サッカーだけではない。2006年に行われた第1回ワールド・ベースボール・クラシック(WBC)では野球韓国代表が第1次ラウンドに続き、第2次ラウンドでも日本代表に連勝。日本代表・イチロー(当時シアトル・マリナーズ)の発言が韓国メディアの報道によって「韓国は30年間日本に勝てない」と曲解され、それを真に受けていた韓国代表は喜びの余りにエンゼル・スタジアムのマウンドに自国の太極旗を突き立てるというパフォーマンスを強行し、ひんしゅくを買った。

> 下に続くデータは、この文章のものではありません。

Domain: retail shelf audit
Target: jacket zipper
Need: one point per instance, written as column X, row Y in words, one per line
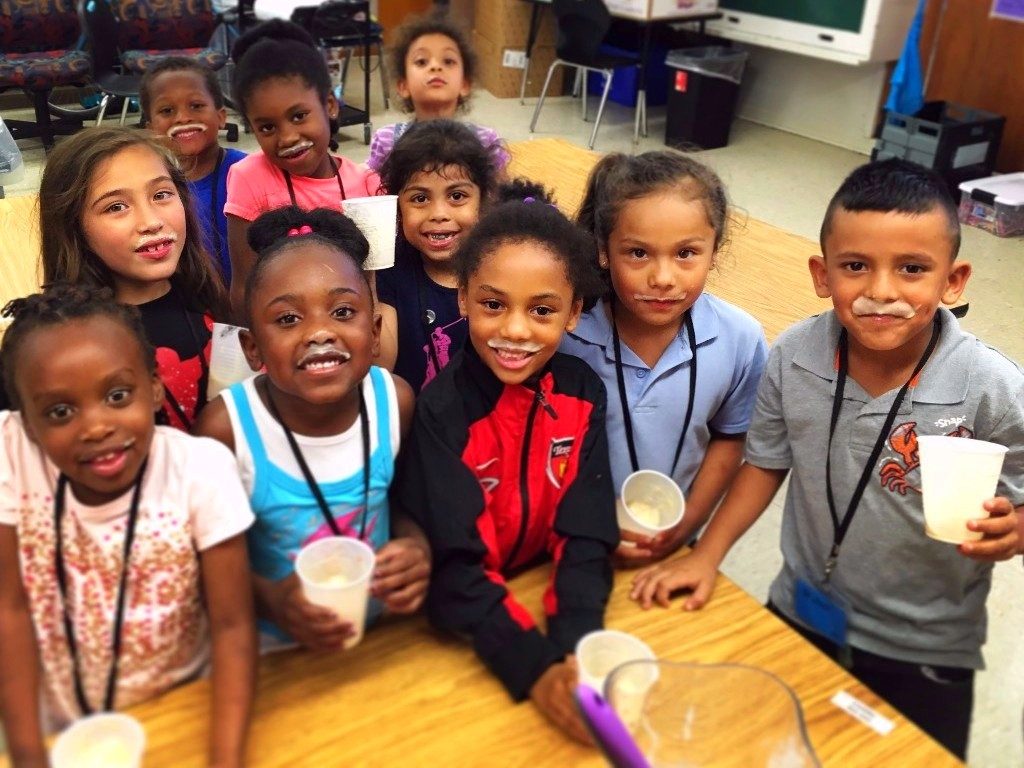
column 539, row 400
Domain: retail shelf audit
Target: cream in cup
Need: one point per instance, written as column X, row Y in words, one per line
column 957, row 475
column 335, row 572
column 649, row 503
column 377, row 218
column 599, row 652
column 103, row 740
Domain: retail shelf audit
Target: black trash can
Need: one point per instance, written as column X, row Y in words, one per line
column 704, row 84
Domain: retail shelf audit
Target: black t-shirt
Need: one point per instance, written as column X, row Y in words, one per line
column 415, row 297
column 182, row 338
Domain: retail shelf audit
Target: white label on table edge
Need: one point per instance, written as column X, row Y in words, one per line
column 857, row 709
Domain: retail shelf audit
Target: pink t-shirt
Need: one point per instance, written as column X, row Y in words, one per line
column 192, row 500
column 256, row 185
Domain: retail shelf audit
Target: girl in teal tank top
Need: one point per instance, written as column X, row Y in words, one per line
column 316, row 433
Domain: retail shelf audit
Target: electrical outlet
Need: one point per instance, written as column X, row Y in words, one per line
column 514, row 59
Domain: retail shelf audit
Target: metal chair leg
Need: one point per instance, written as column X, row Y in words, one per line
column 102, row 109
column 583, row 91
column 383, row 68
column 522, row 83
column 600, row 110
column 544, row 92
column 637, row 117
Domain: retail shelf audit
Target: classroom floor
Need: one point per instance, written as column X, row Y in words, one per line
column 786, row 180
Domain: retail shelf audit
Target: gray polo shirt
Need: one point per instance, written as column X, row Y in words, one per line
column 911, row 598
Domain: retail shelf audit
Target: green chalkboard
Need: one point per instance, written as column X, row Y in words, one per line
column 836, row 14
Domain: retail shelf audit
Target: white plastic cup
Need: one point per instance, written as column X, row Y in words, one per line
column 335, row 573
column 601, row 651
column 649, row 503
column 107, row 739
column 957, row 475
column 377, row 218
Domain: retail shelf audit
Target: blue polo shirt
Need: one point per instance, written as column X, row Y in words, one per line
column 214, row 222
column 731, row 354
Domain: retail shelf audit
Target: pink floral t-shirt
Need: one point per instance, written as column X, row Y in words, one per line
column 192, row 500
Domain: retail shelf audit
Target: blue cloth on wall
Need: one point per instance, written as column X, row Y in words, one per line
column 906, row 87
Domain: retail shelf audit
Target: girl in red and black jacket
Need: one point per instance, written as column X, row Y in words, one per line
column 508, row 459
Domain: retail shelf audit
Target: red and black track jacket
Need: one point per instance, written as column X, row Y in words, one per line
column 497, row 476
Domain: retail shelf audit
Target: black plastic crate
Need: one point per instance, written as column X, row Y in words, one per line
column 956, row 141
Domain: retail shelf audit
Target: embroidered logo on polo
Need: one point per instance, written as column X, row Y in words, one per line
column 903, row 441
column 489, row 480
column 558, row 459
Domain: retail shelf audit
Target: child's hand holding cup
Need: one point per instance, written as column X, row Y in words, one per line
column 958, row 477
column 335, row 573
column 649, row 503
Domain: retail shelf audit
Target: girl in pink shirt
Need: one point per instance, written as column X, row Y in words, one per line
column 282, row 86
column 123, row 567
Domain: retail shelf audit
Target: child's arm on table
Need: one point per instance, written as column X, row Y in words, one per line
column 466, row 595
column 748, row 498
column 228, row 601
column 581, row 544
column 721, row 462
column 402, row 568
column 18, row 663
column 284, row 603
column 243, row 258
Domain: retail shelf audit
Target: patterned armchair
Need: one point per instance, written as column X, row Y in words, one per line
column 151, row 30
column 39, row 51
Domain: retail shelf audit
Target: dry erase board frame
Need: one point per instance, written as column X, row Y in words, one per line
column 823, row 29
column 838, row 14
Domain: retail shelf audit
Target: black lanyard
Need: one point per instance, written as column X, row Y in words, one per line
column 213, row 202
column 112, row 678
column 627, row 420
column 308, row 475
column 203, row 379
column 428, row 317
column 337, row 173
column 840, row 527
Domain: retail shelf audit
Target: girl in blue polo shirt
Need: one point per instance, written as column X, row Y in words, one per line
column 681, row 366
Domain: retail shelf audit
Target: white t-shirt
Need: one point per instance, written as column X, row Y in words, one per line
column 192, row 500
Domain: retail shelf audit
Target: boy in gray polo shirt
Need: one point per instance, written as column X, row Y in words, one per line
column 844, row 397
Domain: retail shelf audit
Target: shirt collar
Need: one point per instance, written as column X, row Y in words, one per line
column 945, row 379
column 595, row 327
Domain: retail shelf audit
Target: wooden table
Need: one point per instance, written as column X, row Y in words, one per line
column 409, row 696
column 762, row 268
column 20, row 270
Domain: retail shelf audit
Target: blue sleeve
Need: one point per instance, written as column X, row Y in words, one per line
column 768, row 438
column 734, row 415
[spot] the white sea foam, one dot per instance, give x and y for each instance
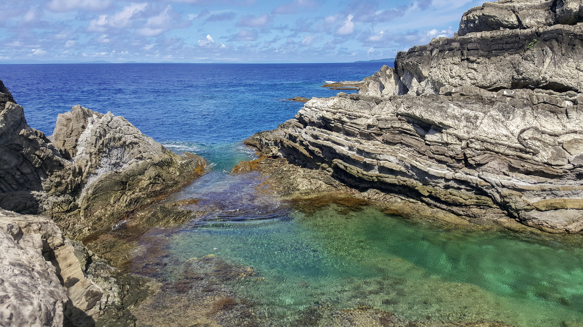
(179, 147)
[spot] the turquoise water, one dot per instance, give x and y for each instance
(342, 260)
(414, 270)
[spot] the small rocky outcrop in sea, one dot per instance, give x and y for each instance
(98, 169)
(486, 125)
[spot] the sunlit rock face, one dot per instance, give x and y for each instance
(98, 168)
(487, 124)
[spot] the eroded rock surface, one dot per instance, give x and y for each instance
(26, 159)
(485, 126)
(115, 169)
(99, 168)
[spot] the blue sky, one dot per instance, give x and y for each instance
(201, 31)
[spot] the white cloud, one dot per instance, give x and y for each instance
(308, 40)
(331, 19)
(204, 42)
(68, 5)
(98, 25)
(119, 20)
(32, 15)
(162, 20)
(376, 38)
(347, 28)
(295, 6)
(150, 32)
(15, 44)
(124, 17)
(251, 21)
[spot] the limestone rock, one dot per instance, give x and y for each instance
(115, 169)
(26, 158)
(5, 96)
(34, 259)
(484, 125)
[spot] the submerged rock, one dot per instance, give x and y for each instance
(115, 169)
(99, 170)
(485, 126)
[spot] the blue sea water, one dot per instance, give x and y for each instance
(343, 259)
(207, 108)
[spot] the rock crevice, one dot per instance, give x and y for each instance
(486, 125)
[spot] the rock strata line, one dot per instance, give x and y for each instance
(486, 125)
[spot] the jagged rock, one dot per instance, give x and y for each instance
(502, 45)
(485, 126)
(48, 280)
(115, 169)
(5, 96)
(26, 159)
(43, 284)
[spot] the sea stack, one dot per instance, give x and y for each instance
(487, 125)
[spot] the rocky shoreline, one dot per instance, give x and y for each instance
(94, 174)
(485, 125)
(482, 129)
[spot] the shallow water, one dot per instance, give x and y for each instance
(368, 258)
(330, 258)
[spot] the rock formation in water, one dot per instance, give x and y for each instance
(99, 169)
(486, 125)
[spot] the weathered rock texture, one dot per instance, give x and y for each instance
(26, 159)
(115, 170)
(47, 280)
(486, 125)
(99, 168)
(42, 281)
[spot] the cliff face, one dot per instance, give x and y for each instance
(486, 125)
(99, 168)
(26, 159)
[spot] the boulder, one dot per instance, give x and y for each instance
(27, 158)
(42, 281)
(485, 125)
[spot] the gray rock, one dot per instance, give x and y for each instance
(5, 96)
(27, 158)
(486, 125)
(114, 170)
(34, 261)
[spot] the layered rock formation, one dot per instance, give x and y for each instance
(27, 158)
(99, 168)
(35, 257)
(486, 125)
(115, 170)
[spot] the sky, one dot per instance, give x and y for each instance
(226, 31)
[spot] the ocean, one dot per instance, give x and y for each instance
(328, 260)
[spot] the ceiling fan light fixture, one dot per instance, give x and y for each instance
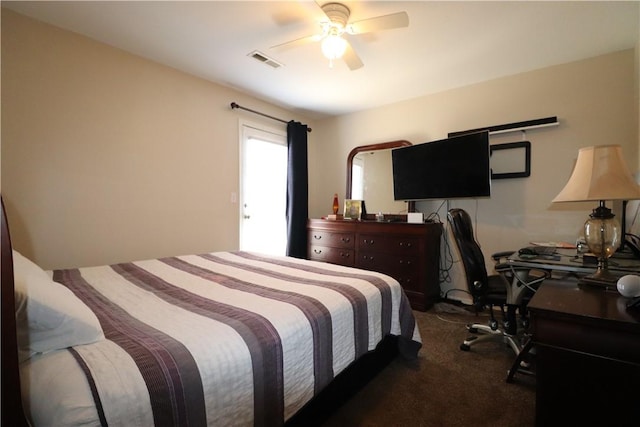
(334, 46)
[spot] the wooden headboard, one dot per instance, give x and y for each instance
(12, 412)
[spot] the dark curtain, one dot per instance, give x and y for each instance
(297, 190)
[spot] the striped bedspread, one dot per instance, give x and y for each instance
(229, 338)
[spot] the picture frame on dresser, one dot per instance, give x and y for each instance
(353, 209)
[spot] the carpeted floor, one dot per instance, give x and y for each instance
(445, 386)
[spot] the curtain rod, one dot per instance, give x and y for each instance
(235, 105)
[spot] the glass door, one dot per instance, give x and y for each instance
(263, 188)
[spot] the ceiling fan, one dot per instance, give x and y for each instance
(332, 37)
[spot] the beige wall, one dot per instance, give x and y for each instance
(108, 157)
(594, 100)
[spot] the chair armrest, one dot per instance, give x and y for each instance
(503, 254)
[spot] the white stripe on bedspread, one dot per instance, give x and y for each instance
(226, 370)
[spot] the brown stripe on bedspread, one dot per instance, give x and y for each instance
(169, 370)
(261, 337)
(92, 386)
(383, 287)
(316, 313)
(408, 348)
(355, 297)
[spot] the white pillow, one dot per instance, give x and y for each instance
(49, 316)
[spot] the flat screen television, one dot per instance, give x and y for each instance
(452, 168)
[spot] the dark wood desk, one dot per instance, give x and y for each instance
(587, 355)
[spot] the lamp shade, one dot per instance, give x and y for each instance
(333, 46)
(600, 173)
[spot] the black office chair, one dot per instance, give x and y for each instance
(509, 289)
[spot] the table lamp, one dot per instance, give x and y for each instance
(600, 174)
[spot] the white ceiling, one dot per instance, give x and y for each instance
(447, 44)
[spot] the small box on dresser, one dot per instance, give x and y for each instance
(410, 253)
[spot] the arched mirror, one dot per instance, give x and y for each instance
(370, 177)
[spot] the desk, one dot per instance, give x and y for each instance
(587, 355)
(568, 263)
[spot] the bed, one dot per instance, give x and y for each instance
(224, 338)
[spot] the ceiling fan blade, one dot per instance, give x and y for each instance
(297, 43)
(351, 58)
(385, 22)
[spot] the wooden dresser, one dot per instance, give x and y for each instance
(410, 253)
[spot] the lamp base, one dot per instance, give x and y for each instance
(601, 278)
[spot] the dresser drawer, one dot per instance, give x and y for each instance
(388, 244)
(332, 255)
(331, 239)
(405, 269)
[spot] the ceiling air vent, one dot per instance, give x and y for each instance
(259, 56)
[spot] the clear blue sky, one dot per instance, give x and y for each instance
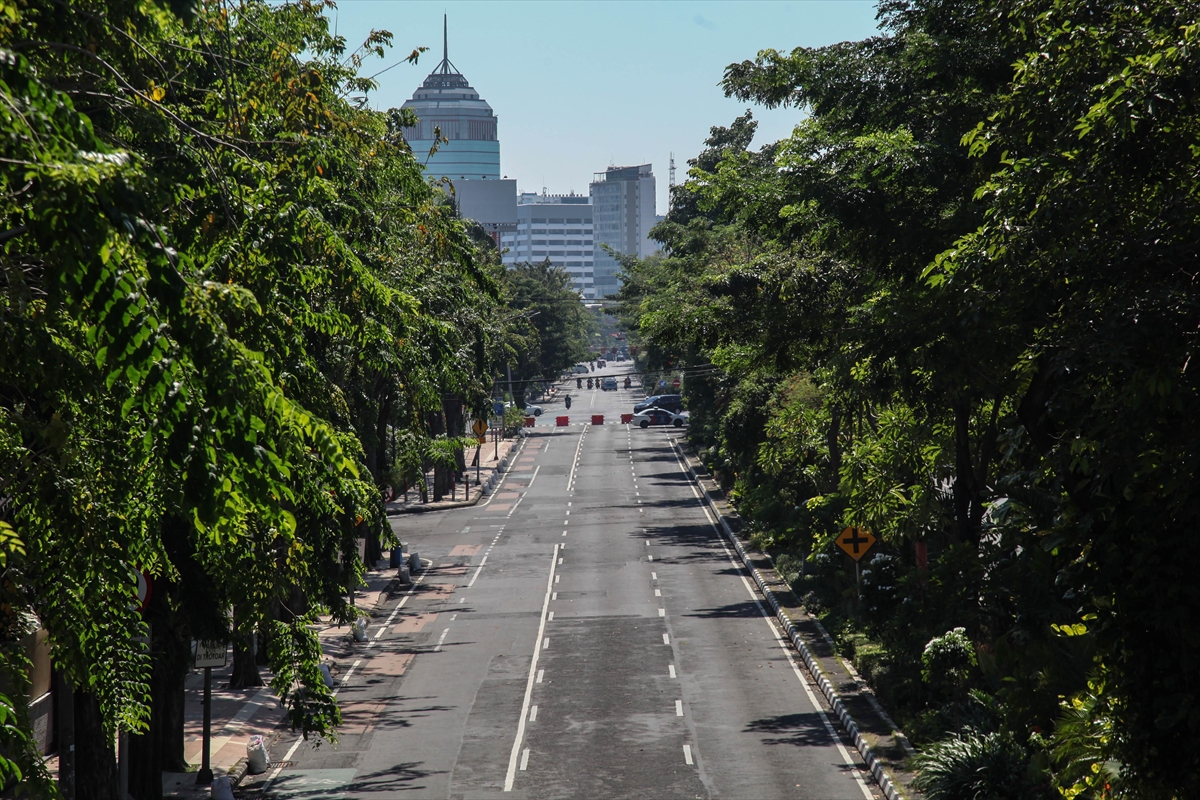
(582, 85)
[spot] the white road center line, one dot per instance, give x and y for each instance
(533, 673)
(477, 572)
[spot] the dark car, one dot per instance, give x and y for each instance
(670, 402)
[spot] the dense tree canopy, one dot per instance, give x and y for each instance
(231, 304)
(958, 306)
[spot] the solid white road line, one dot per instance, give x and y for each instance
(779, 639)
(533, 673)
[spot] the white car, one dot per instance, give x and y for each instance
(659, 416)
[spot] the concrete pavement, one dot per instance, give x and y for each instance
(582, 632)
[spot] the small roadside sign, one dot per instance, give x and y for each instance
(856, 541)
(209, 654)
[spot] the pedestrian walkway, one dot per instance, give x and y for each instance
(493, 459)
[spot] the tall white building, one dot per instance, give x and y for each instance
(623, 214)
(556, 227)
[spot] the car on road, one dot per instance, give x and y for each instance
(670, 402)
(659, 416)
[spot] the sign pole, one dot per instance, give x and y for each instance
(204, 777)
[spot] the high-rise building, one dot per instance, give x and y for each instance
(556, 227)
(447, 102)
(623, 214)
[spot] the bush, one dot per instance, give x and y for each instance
(978, 765)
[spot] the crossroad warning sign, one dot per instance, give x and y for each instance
(856, 541)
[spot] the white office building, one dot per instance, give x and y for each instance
(623, 214)
(556, 227)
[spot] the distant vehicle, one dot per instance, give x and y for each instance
(659, 416)
(670, 402)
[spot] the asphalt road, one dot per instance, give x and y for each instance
(586, 633)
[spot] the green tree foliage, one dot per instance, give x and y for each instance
(227, 289)
(551, 325)
(958, 306)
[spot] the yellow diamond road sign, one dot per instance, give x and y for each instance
(856, 541)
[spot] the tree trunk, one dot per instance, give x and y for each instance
(245, 663)
(456, 426)
(95, 756)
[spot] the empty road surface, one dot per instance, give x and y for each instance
(585, 632)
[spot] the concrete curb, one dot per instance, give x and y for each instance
(831, 693)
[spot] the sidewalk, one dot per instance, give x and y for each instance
(238, 715)
(889, 746)
(479, 482)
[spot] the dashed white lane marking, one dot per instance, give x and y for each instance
(533, 673)
(779, 639)
(477, 572)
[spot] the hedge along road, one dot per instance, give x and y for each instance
(583, 633)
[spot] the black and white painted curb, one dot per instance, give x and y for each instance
(831, 693)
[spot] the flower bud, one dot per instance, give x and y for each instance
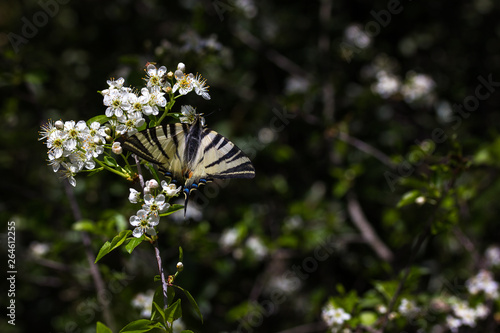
(180, 266)
(117, 148)
(152, 183)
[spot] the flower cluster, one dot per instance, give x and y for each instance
(334, 317)
(154, 203)
(73, 145)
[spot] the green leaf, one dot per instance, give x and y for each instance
(94, 171)
(84, 225)
(101, 119)
(133, 243)
(173, 312)
(192, 301)
(141, 325)
(101, 328)
(110, 161)
(172, 209)
(408, 198)
(115, 242)
(368, 318)
(158, 311)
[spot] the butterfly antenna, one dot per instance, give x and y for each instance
(186, 199)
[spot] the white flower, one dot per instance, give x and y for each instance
(128, 123)
(417, 86)
(483, 281)
(97, 132)
(453, 323)
(117, 148)
(155, 76)
(189, 114)
(334, 316)
(228, 238)
(134, 196)
(155, 205)
(466, 314)
(386, 85)
(493, 256)
(170, 190)
(56, 143)
(257, 247)
(144, 302)
(184, 82)
(47, 130)
(200, 87)
(113, 84)
(116, 102)
(144, 223)
(408, 308)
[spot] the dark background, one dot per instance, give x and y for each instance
(249, 51)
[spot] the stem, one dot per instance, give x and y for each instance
(162, 274)
(89, 253)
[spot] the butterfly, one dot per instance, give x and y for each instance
(191, 155)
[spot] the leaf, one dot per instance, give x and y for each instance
(115, 242)
(141, 325)
(408, 198)
(133, 243)
(101, 119)
(173, 312)
(158, 311)
(192, 301)
(84, 225)
(101, 328)
(172, 209)
(94, 171)
(110, 161)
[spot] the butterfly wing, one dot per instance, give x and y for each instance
(162, 145)
(219, 158)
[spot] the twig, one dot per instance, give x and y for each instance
(89, 253)
(415, 249)
(312, 327)
(164, 284)
(365, 147)
(369, 235)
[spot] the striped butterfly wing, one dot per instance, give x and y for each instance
(162, 145)
(221, 159)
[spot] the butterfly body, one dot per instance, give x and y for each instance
(191, 155)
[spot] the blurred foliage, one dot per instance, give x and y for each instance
(291, 89)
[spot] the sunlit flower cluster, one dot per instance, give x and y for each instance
(73, 145)
(154, 202)
(483, 282)
(334, 317)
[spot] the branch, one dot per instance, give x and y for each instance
(368, 233)
(365, 147)
(89, 253)
(164, 284)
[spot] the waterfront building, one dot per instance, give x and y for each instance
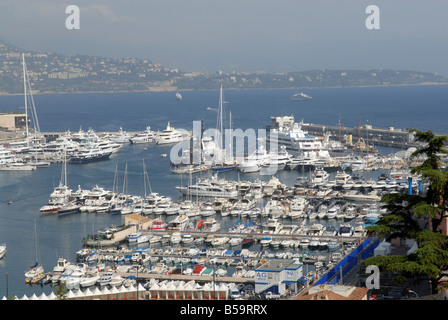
(278, 276)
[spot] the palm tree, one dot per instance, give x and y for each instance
(407, 212)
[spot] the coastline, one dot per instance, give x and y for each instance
(174, 89)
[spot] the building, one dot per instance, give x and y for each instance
(278, 276)
(335, 292)
(141, 222)
(12, 121)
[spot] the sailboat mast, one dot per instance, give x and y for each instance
(220, 114)
(26, 99)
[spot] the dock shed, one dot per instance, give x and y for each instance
(278, 276)
(13, 121)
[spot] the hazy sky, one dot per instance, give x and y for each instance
(243, 35)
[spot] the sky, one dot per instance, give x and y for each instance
(243, 35)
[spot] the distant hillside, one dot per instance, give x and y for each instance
(56, 73)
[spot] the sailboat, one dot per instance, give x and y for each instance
(221, 163)
(67, 206)
(36, 271)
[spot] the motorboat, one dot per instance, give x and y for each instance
(175, 238)
(171, 135)
(187, 238)
(345, 230)
(90, 278)
(132, 237)
(235, 241)
(89, 155)
(255, 161)
(299, 96)
(105, 278)
(212, 187)
(265, 241)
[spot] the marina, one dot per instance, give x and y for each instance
(299, 213)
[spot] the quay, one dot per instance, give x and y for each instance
(387, 137)
(182, 277)
(254, 236)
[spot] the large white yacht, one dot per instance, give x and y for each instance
(146, 136)
(171, 135)
(255, 161)
(290, 134)
(213, 187)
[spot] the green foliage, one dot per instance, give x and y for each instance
(406, 211)
(61, 292)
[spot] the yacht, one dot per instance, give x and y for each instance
(146, 136)
(299, 96)
(89, 155)
(320, 177)
(278, 160)
(290, 134)
(255, 161)
(342, 178)
(213, 187)
(120, 137)
(171, 135)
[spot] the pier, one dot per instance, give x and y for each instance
(387, 137)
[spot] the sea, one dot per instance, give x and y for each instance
(420, 107)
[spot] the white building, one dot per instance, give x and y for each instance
(278, 276)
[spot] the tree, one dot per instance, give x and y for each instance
(407, 214)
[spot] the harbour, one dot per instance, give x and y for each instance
(164, 182)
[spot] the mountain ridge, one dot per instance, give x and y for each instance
(53, 73)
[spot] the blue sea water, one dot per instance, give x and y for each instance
(420, 107)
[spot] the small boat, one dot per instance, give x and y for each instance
(2, 250)
(300, 96)
(235, 241)
(266, 241)
(132, 237)
(187, 238)
(91, 277)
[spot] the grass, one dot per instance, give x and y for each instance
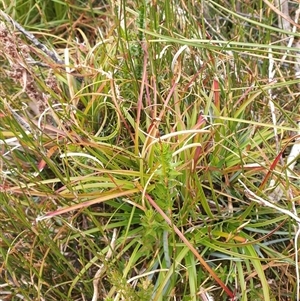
(145, 165)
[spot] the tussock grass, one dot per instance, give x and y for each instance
(139, 154)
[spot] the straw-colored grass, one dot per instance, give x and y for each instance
(146, 151)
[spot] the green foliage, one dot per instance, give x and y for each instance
(158, 112)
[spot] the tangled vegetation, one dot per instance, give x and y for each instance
(149, 150)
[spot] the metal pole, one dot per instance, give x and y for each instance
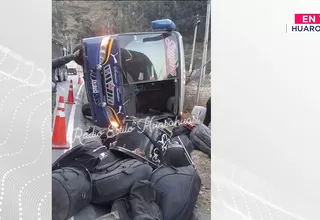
(205, 49)
(194, 42)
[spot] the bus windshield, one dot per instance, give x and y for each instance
(149, 57)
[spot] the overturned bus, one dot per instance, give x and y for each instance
(135, 74)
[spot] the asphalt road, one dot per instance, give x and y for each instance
(76, 124)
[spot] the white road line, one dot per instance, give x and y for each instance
(71, 119)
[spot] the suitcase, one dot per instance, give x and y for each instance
(200, 137)
(140, 204)
(71, 192)
(177, 191)
(176, 155)
(88, 155)
(114, 180)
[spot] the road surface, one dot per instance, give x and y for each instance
(76, 124)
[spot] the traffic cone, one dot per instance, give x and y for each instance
(79, 79)
(70, 94)
(59, 137)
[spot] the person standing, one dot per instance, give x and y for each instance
(207, 119)
(58, 62)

それでいながら2009年の第2回WBCでも韓国代表は同じ愚行を平然と繰り返している。2次ラウンドで日本代表に勝利すると懲りずにペトコ・パークのマウンドへ再び太極旗を刺し、悪びれる様子もなく全員で喜びを分かち合っていたのだ。
第1、2回WBCともに筆者は韓国代表チームの〝太極旗パフォーマンス〟を現地で取材しながら嫌な気分を味わったが、同じ現場にいた米国人記者たちも「どの競技においても自分の国の国旗を突き刺すという行為は許されない」「韓国は相手国へのリスペクトが欠けている」などと口々に批判を向けていたことを鮮明に覚えている。
一部の愚行で霞む、真面目な韓国人選手の頑張り
韓国から海外に飛び立ち、活躍中の選手は今も数多くいる。これまで筆者はサッカーの孫興慜(ソン・フンミン=トッテナム・ホットスパーFC)、野球の秋信守(チェ・シンス=テキサス・レンジャーズ)を取材する機会に恵まれ、2選手とも非常に向上心が高く人間的にも素晴らしいと感じた。真面目に努力している韓国の選手も大勢いるのだ。ところが、韓国代表を巡ってコンスタントに噴出する反スポーツマン的行為が彼らの頑張りに水を刺すかのごとく「嫌韓ムード」にどんどん拍車をかけていく。いくら頑張っている選手が中にはいても、吹き荒れる逆風によって韓国人選手の評判を落とすことにつながってしまうのである。
日本人の抱く韓国への感情も従軍慰安婦をめぐる財団解散、徴用工訴訟、レーダー照射などの難題によって最悪の状況だ。まずはスポーツの世界からでもいい。韓国側が「今の自分たちのスタンスではまずい」と現状に危機感を覚えることが先決ではないか。個々に常識とマナーの徹底を図り、意識改革を履行させていかなければ、日本を含め世界中からソッポを向かれることになる。もちろん自分のような立場の人間が偉そうに提言したところで、韓国が変わるはずもないだろうが・・・。ただ、今の姿勢のままでは韓国がスポーツ界でも凋落の一途を辿っていくことは目に見えている。